🤖 AI Summary
End-to-end autonomous driving suffers from poor cross-city generalization, high domain adaptation cost, and difficulty balancing inference efficiency with performance stability. To address this, we propose a cross-domain generalization framework based on joint probabilistic modeling. Our approach innovatively employs Gaussian processes (GPs) to learn a scene-agnostic primitive trajectory token set, enabling zero-shot, zero-overhead domain adaptation without fine-tuning or added inference latency. We represent driving scenes as composable trajectory tokens and jointly model their spatiotemporal distributions and inter-domain uncertainties via a unified probabilistic formulation. Evaluated on real-world road data across multiple cities, our method significantly outperforms full-parameter fine-tuning baselines—achieving an average 12.7% improvement in driving success rate—while preserving the original model’s computational complexity and inference latency.
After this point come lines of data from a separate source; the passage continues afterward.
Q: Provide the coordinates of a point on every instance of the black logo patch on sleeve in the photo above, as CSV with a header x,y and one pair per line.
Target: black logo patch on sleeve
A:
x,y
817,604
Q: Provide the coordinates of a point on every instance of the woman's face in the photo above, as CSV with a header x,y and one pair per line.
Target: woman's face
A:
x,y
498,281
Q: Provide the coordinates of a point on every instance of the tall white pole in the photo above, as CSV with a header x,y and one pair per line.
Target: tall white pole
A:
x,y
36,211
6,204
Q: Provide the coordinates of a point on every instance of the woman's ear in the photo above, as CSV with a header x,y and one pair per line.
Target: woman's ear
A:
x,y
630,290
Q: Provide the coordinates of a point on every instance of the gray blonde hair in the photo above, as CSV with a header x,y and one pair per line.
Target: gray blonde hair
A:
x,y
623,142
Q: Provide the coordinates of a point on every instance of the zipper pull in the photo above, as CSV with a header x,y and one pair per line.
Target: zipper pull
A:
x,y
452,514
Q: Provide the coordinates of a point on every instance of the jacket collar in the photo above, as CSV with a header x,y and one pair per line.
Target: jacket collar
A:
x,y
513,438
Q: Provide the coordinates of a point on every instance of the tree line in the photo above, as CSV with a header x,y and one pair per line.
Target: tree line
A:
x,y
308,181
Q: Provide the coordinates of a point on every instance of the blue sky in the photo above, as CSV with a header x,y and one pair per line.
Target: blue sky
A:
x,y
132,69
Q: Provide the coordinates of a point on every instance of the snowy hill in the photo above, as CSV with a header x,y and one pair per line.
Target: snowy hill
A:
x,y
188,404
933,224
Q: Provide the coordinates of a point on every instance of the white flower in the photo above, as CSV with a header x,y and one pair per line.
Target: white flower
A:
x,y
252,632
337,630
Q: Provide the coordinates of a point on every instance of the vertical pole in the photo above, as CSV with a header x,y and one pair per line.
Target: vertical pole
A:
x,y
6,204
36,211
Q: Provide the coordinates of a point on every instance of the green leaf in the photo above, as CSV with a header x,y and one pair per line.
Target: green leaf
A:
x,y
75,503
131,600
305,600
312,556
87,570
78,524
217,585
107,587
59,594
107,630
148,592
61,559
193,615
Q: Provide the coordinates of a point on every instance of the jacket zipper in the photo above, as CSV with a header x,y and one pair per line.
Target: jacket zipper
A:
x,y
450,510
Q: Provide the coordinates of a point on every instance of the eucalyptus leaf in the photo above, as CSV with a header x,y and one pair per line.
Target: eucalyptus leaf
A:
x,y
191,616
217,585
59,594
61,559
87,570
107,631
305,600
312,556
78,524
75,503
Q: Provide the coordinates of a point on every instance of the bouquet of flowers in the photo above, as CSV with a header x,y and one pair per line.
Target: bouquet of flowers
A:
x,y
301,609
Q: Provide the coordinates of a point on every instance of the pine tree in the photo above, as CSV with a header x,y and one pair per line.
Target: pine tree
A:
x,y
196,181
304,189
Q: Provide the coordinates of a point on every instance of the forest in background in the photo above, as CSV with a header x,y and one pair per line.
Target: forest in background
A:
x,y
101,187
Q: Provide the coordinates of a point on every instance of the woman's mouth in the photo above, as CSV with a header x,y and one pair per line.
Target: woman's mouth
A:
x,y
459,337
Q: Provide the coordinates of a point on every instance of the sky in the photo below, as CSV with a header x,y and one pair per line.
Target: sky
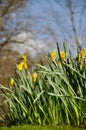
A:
x,y
49,20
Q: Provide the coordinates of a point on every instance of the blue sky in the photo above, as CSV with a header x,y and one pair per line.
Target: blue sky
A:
x,y
49,20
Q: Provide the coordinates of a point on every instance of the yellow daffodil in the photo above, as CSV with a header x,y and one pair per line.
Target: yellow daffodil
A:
x,y
63,55
81,65
83,53
54,55
12,82
25,65
34,76
22,65
24,57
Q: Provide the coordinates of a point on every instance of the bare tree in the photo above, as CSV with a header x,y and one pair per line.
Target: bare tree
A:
x,y
9,26
65,20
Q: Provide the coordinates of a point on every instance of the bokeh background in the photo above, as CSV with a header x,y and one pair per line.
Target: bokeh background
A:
x,y
33,27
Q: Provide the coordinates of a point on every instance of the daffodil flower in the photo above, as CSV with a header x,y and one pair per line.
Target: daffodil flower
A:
x,y
22,65
54,55
63,55
34,76
83,53
24,57
12,82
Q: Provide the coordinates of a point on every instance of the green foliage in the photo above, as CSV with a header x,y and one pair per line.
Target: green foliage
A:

To the best of our knowledge, this is the first method enabling robust, retraining-free cross-domain deployment with no additional inference cost.
📝 Abstract
End-to-end (E2E) autonomous driving has recently emerged as a new paradigm, offering significant potential. However, few studies have looked into the practical challenge of deployment across domains (e.g., cities). Although several works have incorporated Large Language Models (LLMs) to leverage their open-world knowledge, LLMs do not guarantee cross-domain driving performance and may incur prohibitive retraining costs during domain adaptation. In this paper, we propose RoCA, a novel framework for robust cross-domain E2E autonomous driving. RoCA formulates the joint probabilistic distribution over the tokens that encode ego and surrounding vehicle information in the E2E pipeline. Instantiating with a Gaussian process (GP), RoCA learns a set of basis tokens with corresponding trajectories, which span diverse driving scenarios. Then, given any driving scene, it is able to probabilistically infer the future trajectory. By using RoCA together with a base E2E model in source-domain training, we improve the generalizability of the base model, without requiring extra inference computation. In addition, RoCA enables robust adaptation on new target domains, significantly outperforming direct finetuning. We extensively evaluate RoCA on various cross-domain scenarios and show that it achieves strong domain generalization and adaptation performance.